Grande parte da água potável captada, tratada e destinada ao abastecimento público se perde antes mesmo de chegar às torneiras dos consumidores. Essas perdas são classificadas em dois tipos principais: físicas (ou reais), como vazamentos em tubulações e reservatórios; e aparentes, relacionadas a fraudes, erros de medição ou ligações clandestinas. Segundo a ANA (2024), as perdas na distribuição de água no Brasil são extremamente elevadas, superando 30% em média nacional e ultrapassando 50% em alguns municípios.

Esse cenário compromete a eficiência operacional dos sistemas de abastecimento, gerando desperdício de água tratada, aumento nos custos de operação e, em muitos casos, crises de abastecimento, sobretudo em períodos de estiagem. Além disso, representa um desafio à sustentabilidade, pois amplia a necessidade de captação em mananciais, pressionando ecossistemas aquáticos já vulneráveis.

As causas das perdas estão associadas à infraestrutura precária, à idade avançada das redes de distribuição, à falta de manutenção preventiva e à baixa cobertura de medição individualizada. A ausência de tecnologias de detecção de vazamentos e de controle de pressão agrava ainda mais a situação, especialmente em áreas urbanas densamente povoadas.

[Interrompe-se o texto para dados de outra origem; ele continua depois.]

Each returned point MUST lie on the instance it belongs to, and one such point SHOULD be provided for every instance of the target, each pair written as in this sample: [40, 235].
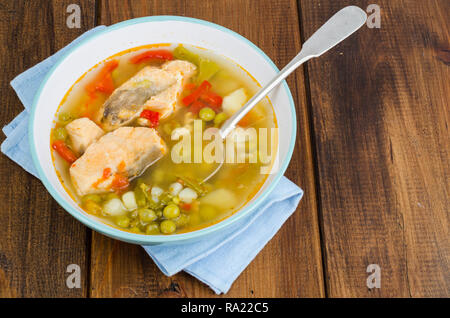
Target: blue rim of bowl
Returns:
[157, 239]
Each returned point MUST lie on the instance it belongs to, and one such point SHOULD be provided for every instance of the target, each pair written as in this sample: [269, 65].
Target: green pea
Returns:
[152, 229]
[171, 211]
[92, 197]
[182, 220]
[206, 114]
[176, 200]
[207, 212]
[123, 221]
[168, 226]
[219, 119]
[135, 230]
[60, 133]
[147, 215]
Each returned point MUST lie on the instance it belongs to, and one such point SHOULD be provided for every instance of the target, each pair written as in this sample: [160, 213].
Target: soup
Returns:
[125, 146]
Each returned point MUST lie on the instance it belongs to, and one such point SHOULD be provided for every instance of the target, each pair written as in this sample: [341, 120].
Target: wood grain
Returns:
[290, 265]
[39, 239]
[380, 107]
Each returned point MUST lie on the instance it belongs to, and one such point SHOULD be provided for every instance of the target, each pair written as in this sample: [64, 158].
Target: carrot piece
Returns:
[152, 55]
[189, 86]
[196, 106]
[61, 148]
[185, 206]
[204, 86]
[152, 116]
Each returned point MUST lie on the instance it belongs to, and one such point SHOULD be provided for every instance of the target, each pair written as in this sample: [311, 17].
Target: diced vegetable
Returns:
[152, 116]
[207, 69]
[175, 188]
[171, 211]
[64, 118]
[129, 200]
[182, 53]
[61, 148]
[152, 55]
[156, 191]
[152, 229]
[123, 221]
[197, 106]
[187, 195]
[212, 99]
[92, 197]
[206, 114]
[234, 101]
[119, 182]
[114, 207]
[220, 198]
[168, 226]
[92, 207]
[59, 133]
[219, 119]
[147, 215]
[204, 86]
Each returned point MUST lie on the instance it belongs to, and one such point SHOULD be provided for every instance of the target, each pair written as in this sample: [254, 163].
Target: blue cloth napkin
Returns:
[218, 260]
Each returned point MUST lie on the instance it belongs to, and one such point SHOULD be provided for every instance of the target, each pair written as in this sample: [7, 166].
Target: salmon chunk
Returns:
[127, 101]
[166, 102]
[83, 132]
[125, 152]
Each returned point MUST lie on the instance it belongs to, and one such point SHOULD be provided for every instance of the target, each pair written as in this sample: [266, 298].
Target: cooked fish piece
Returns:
[82, 133]
[166, 102]
[127, 101]
[127, 151]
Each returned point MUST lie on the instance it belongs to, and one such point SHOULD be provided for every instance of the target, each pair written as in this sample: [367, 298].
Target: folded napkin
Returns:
[218, 260]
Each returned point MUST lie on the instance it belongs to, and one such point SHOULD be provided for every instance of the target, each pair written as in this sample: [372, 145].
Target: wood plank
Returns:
[380, 108]
[290, 265]
[39, 239]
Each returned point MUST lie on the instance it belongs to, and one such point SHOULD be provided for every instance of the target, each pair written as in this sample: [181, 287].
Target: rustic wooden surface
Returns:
[372, 156]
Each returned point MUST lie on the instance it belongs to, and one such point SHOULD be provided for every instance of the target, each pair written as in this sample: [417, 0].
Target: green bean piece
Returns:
[168, 226]
[59, 133]
[147, 215]
[122, 221]
[197, 186]
[171, 211]
[152, 229]
[206, 114]
[219, 119]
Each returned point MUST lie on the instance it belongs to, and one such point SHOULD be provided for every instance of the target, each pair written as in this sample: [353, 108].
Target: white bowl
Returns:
[134, 33]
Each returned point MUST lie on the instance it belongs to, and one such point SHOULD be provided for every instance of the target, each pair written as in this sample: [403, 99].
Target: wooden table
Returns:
[372, 155]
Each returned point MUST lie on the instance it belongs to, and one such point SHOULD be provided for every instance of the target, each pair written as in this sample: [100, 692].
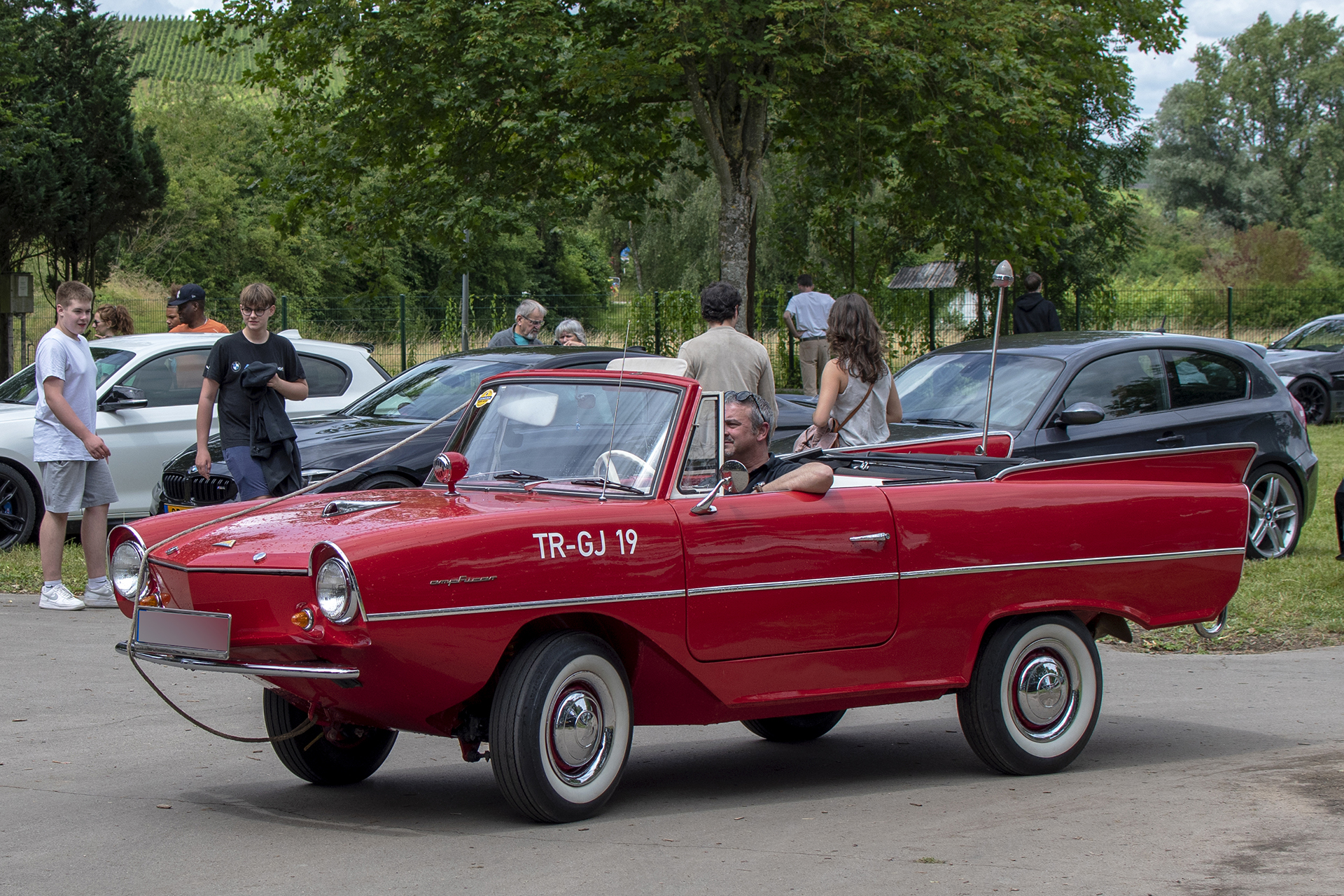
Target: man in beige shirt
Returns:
[722, 359]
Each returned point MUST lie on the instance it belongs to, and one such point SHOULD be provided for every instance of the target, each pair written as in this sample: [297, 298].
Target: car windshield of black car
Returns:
[22, 388]
[1317, 336]
[952, 387]
[562, 434]
[429, 391]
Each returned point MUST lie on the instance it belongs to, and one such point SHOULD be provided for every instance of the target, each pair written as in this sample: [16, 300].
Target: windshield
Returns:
[22, 388]
[564, 433]
[429, 391]
[951, 388]
[1317, 336]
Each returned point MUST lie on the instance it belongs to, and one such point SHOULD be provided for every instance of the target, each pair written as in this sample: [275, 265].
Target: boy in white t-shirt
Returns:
[70, 454]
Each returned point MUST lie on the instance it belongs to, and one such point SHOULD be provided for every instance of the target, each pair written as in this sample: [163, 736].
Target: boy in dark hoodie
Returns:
[1031, 314]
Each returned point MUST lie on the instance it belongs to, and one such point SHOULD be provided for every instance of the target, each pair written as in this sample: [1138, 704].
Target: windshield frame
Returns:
[672, 447]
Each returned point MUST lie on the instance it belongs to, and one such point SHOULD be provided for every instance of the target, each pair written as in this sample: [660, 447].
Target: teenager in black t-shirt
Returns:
[223, 381]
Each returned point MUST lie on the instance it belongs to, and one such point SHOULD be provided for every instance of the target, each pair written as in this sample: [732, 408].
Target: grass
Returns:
[1281, 605]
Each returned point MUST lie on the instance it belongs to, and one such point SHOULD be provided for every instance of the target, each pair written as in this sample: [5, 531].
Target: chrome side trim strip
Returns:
[1084, 562]
[524, 605]
[796, 583]
[337, 673]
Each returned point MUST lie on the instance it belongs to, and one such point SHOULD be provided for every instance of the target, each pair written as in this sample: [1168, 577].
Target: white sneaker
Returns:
[100, 598]
[57, 597]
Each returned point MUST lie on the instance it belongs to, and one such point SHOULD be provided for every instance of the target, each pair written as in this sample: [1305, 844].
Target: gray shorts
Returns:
[74, 485]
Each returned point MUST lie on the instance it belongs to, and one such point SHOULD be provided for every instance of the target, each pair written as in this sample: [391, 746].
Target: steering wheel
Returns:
[641, 481]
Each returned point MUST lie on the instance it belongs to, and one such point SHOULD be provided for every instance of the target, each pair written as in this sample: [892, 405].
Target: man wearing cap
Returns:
[190, 302]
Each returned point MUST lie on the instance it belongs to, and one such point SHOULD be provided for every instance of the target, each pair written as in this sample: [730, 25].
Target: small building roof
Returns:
[932, 276]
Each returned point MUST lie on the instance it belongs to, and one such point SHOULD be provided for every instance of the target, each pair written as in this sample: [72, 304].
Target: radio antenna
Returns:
[620, 379]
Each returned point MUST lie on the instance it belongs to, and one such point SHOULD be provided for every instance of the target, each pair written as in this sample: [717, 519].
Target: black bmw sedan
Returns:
[1065, 396]
[378, 421]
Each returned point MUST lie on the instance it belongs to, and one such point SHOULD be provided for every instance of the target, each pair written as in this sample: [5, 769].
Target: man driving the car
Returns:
[746, 438]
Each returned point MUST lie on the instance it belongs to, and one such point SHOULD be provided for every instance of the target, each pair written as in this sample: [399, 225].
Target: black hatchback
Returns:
[378, 421]
[1065, 396]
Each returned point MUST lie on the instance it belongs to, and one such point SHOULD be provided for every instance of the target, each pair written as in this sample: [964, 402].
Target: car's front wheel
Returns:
[561, 727]
[1276, 519]
[1034, 696]
[319, 755]
[1313, 398]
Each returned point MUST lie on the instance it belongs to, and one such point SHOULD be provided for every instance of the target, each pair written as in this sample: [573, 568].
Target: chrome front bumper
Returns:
[339, 673]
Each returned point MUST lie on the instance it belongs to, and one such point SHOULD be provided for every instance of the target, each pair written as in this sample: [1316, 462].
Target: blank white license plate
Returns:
[185, 631]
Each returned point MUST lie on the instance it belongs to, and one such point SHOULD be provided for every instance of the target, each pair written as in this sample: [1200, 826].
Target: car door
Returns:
[143, 440]
[1130, 387]
[784, 571]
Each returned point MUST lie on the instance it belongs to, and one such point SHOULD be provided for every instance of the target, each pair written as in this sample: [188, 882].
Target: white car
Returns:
[148, 387]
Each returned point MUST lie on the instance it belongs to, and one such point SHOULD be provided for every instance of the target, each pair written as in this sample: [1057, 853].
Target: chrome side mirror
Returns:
[1082, 414]
[732, 473]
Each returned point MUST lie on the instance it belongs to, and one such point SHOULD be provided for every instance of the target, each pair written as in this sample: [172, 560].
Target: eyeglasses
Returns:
[742, 398]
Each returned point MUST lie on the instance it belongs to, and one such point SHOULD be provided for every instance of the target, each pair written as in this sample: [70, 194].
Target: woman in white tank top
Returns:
[857, 396]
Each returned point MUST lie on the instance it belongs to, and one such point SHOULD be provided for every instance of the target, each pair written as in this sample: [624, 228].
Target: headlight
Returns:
[336, 594]
[125, 570]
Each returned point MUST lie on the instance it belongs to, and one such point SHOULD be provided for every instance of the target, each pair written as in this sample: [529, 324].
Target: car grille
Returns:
[195, 489]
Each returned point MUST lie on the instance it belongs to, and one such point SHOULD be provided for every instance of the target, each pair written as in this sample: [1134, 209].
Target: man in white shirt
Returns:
[806, 316]
[71, 457]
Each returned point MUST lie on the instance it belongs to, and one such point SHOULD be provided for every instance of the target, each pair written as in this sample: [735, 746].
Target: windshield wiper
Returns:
[940, 421]
[598, 482]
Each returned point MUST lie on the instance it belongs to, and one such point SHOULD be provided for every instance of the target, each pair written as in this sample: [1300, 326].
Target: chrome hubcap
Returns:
[1044, 692]
[1273, 514]
[578, 736]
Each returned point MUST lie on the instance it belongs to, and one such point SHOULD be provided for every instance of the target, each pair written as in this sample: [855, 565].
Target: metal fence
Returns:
[407, 330]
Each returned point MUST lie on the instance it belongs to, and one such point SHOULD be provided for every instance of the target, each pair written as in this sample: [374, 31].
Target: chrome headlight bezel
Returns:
[124, 568]
[335, 589]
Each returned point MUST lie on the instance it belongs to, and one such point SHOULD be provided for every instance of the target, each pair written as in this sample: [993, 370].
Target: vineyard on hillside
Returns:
[164, 55]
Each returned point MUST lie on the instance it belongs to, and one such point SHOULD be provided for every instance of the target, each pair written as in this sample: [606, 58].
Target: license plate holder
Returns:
[190, 633]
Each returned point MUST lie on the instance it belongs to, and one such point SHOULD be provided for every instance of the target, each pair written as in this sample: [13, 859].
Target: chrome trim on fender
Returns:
[526, 605]
[337, 673]
[796, 583]
[1084, 562]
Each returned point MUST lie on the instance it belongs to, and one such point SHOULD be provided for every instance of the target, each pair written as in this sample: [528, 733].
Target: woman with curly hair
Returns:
[113, 320]
[857, 398]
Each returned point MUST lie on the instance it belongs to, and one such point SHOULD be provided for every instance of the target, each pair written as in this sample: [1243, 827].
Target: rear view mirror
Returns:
[1082, 414]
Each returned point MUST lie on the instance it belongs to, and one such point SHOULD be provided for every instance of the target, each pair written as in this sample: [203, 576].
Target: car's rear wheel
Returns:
[1276, 519]
[792, 729]
[1313, 398]
[344, 757]
[1034, 696]
[18, 508]
[561, 727]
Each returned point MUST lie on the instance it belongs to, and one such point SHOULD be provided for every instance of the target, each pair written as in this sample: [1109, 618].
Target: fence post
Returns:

Entre as soluções viáveis destacam-se os investimentos na modernização das redes, o monitoramento em tempo real, programas de controle de perdas, a automação de válvulas e a implantação de distritos de medição e controle. Do ponto de vista da governança, é fundamental fortalecer a regulação e ampliar a capacidade institucional dos prestadores de serviços.

Reduzir as perdas de água não é apenas uma medida técnica, mas uma estratégia essencial de gestão ambiental e econômica. Essa prática promove a sustentabilidade hídrica e energética dos sistemas e garante o direito ao acesso equitativo à água, evitando que a população mais vulnerável seja a mais afetada pela escassez.

Referência
AGÊNCIA NACIONAL DE ÁGUAS E SANEAMENTO BÁSICO. Manual de Usos Consuntivos da Água no Brasil. 2. ed. Brasília: ANA, 2024.